First, I must apologize to all veteran bloggers. I am a bit behind in this whole realm and are therefore not very versed in blog etiquette and such. So if I do something lame, kindly let me know.
Since the main focus of this blog is to talk about my journey of weight loss I will start there. I have been heavy all of my life. I wasn't a huge kid, but I was never tiny, and as I grew I grew out as much as up. High school got worse, and by the time I was an "adult" (at the ripe old age of 18) I believe I was hovering around a size 22. There were 2 times I lost weight. Once when I live and worked with friend over a summer and that was because we couldn't afford food AND rent so I just couldn't eat. The second time was when I went on a very strict, somewhat complex, diet that worked but was completely unpractical to keep using through my life. I had lost 80 lbs. at that point but eventually gained most of it back by the time I was through with college.

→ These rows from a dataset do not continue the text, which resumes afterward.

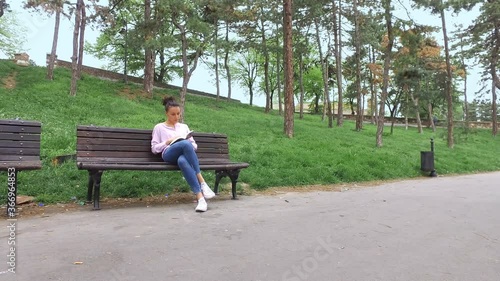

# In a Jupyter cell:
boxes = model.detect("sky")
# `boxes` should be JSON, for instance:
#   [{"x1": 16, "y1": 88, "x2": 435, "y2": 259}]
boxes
[{"x1": 4, "y1": 0, "x2": 480, "y2": 106}]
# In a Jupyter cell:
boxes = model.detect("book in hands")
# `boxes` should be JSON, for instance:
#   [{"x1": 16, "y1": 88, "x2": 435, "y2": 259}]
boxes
[{"x1": 170, "y1": 131, "x2": 193, "y2": 145}]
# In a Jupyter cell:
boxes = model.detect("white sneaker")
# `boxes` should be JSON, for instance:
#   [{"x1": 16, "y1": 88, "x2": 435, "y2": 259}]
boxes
[
  {"x1": 201, "y1": 182, "x2": 215, "y2": 199},
  {"x1": 194, "y1": 197, "x2": 208, "y2": 212}
]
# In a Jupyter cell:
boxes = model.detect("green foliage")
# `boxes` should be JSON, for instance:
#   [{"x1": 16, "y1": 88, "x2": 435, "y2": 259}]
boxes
[
  {"x1": 0, "y1": 61, "x2": 500, "y2": 203},
  {"x1": 0, "y1": 12, "x2": 26, "y2": 57}
]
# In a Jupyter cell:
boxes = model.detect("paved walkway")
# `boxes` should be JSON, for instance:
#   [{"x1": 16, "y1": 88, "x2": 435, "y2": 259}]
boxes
[{"x1": 0, "y1": 173, "x2": 500, "y2": 281}]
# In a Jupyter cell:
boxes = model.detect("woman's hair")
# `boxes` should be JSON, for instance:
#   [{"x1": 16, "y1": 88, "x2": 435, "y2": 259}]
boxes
[{"x1": 162, "y1": 97, "x2": 180, "y2": 112}]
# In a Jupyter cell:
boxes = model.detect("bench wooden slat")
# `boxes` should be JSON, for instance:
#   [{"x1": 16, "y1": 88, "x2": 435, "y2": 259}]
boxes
[
  {"x1": 76, "y1": 137, "x2": 151, "y2": 146},
  {"x1": 78, "y1": 162, "x2": 249, "y2": 171},
  {"x1": 77, "y1": 131, "x2": 151, "y2": 142},
  {"x1": 76, "y1": 142, "x2": 228, "y2": 153},
  {"x1": 0, "y1": 119, "x2": 41, "y2": 127},
  {"x1": 0, "y1": 133, "x2": 40, "y2": 141},
  {"x1": 76, "y1": 125, "x2": 249, "y2": 209},
  {"x1": 0, "y1": 140, "x2": 40, "y2": 149},
  {"x1": 0, "y1": 154, "x2": 40, "y2": 162},
  {"x1": 78, "y1": 156, "x2": 231, "y2": 165},
  {"x1": 0, "y1": 147, "x2": 40, "y2": 155},
  {"x1": 76, "y1": 151, "x2": 229, "y2": 162},
  {"x1": 0, "y1": 160, "x2": 42, "y2": 171},
  {"x1": 0, "y1": 125, "x2": 42, "y2": 134}
]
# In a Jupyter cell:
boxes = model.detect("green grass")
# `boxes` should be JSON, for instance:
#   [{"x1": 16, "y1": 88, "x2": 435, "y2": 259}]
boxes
[{"x1": 0, "y1": 61, "x2": 500, "y2": 203}]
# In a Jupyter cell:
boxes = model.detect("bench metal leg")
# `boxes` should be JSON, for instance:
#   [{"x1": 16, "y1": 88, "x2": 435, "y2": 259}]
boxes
[
  {"x1": 214, "y1": 169, "x2": 240, "y2": 199},
  {"x1": 6, "y1": 168, "x2": 18, "y2": 215},
  {"x1": 89, "y1": 170, "x2": 103, "y2": 210},
  {"x1": 228, "y1": 170, "x2": 240, "y2": 199},
  {"x1": 214, "y1": 171, "x2": 226, "y2": 195},
  {"x1": 87, "y1": 171, "x2": 94, "y2": 203}
]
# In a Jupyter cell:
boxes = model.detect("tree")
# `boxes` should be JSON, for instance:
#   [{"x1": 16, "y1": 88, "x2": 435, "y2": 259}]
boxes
[
  {"x1": 283, "y1": 0, "x2": 295, "y2": 138},
  {"x1": 24, "y1": 0, "x2": 69, "y2": 80},
  {"x1": 0, "y1": 0, "x2": 9, "y2": 18},
  {"x1": 143, "y1": 0, "x2": 154, "y2": 95},
  {"x1": 413, "y1": 0, "x2": 454, "y2": 148},
  {"x1": 376, "y1": 0, "x2": 394, "y2": 147},
  {"x1": 69, "y1": 0, "x2": 86, "y2": 96},
  {"x1": 231, "y1": 50, "x2": 259, "y2": 105},
  {"x1": 332, "y1": 0, "x2": 344, "y2": 127},
  {"x1": 165, "y1": 0, "x2": 213, "y2": 119}
]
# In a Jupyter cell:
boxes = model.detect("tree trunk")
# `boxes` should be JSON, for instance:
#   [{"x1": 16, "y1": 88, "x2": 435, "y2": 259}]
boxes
[
  {"x1": 143, "y1": 0, "x2": 154, "y2": 97},
  {"x1": 76, "y1": 0, "x2": 87, "y2": 80},
  {"x1": 283, "y1": 0, "x2": 295, "y2": 138},
  {"x1": 299, "y1": 52, "x2": 305, "y2": 119},
  {"x1": 47, "y1": 7, "x2": 62, "y2": 80},
  {"x1": 276, "y1": 22, "x2": 283, "y2": 116},
  {"x1": 260, "y1": 7, "x2": 271, "y2": 113},
  {"x1": 69, "y1": 0, "x2": 83, "y2": 96},
  {"x1": 427, "y1": 102, "x2": 436, "y2": 132},
  {"x1": 353, "y1": 0, "x2": 363, "y2": 131},
  {"x1": 441, "y1": 5, "x2": 454, "y2": 148},
  {"x1": 314, "y1": 18, "x2": 333, "y2": 128},
  {"x1": 214, "y1": 20, "x2": 220, "y2": 102},
  {"x1": 224, "y1": 21, "x2": 231, "y2": 101},
  {"x1": 332, "y1": 0, "x2": 344, "y2": 127},
  {"x1": 410, "y1": 91, "x2": 423, "y2": 134},
  {"x1": 491, "y1": 21, "x2": 500, "y2": 136},
  {"x1": 376, "y1": 0, "x2": 394, "y2": 147},
  {"x1": 370, "y1": 48, "x2": 378, "y2": 124},
  {"x1": 0, "y1": 0, "x2": 6, "y2": 18},
  {"x1": 174, "y1": 22, "x2": 201, "y2": 123}
]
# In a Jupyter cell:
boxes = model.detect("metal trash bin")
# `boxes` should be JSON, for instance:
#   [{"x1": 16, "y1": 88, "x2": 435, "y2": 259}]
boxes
[{"x1": 420, "y1": 151, "x2": 434, "y2": 172}]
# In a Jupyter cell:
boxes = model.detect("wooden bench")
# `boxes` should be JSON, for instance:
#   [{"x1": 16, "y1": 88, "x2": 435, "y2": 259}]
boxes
[
  {"x1": 0, "y1": 120, "x2": 42, "y2": 216},
  {"x1": 76, "y1": 126, "x2": 249, "y2": 210}
]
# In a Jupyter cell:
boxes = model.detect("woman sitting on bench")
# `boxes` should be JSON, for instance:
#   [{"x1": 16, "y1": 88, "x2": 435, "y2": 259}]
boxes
[{"x1": 151, "y1": 97, "x2": 215, "y2": 212}]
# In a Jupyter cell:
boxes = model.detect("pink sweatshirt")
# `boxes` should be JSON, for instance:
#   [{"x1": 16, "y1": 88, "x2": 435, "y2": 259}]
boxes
[{"x1": 151, "y1": 122, "x2": 198, "y2": 154}]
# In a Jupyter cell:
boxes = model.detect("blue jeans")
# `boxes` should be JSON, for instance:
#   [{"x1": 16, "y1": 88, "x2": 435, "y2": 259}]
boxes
[{"x1": 161, "y1": 140, "x2": 201, "y2": 194}]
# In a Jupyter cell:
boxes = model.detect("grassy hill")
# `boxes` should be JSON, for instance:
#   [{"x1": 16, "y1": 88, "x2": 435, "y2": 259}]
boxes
[{"x1": 0, "y1": 61, "x2": 500, "y2": 203}]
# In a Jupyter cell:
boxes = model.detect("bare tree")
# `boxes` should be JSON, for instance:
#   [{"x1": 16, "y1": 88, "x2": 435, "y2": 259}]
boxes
[
  {"x1": 376, "y1": 0, "x2": 394, "y2": 147},
  {"x1": 69, "y1": 0, "x2": 85, "y2": 96},
  {"x1": 143, "y1": 0, "x2": 155, "y2": 96},
  {"x1": 283, "y1": 0, "x2": 295, "y2": 138}
]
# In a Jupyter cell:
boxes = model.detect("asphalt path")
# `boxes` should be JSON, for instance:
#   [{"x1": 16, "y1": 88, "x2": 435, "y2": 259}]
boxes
[{"x1": 0, "y1": 172, "x2": 500, "y2": 281}]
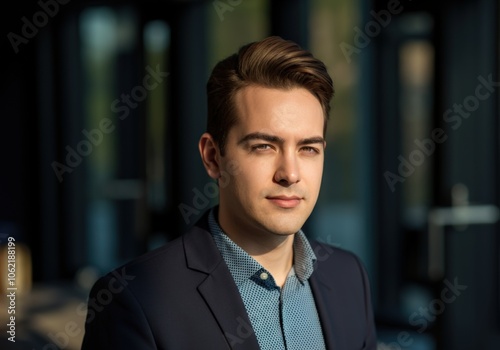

So here I am, as of today, at 234.8 lbs. I've been on Weight Watchers for 5 weeks and am down 8 lbs. Honestly, I was hoping to be a little farther along at this point but I'm not going to let that discourage me. I am already learning a lot more about food, but also a lot more about myself. Like, why I eat things, and when I'm actually hungry verses when my stomach feels "empty" but it's really not. The other day I ate more than I should have and felt too full, and it bothered me. I haven't ever really paid attention to "too full" until now. But in the last 5 weeks I've been eating until I'm done, not until I'm stuffed.
I will also add at this point that I'm doing hypnotherapy along with the WW program. So far I have good things to say about that as well. I have noticed some changes in behavior and changes in my way of thinking. I go for my next session next week and I'm looking forward to it.

This dress is SPARKLY! I didn't know you were in hypnotherapy. I was thinking about it! We should talk. Welcome to blog-land!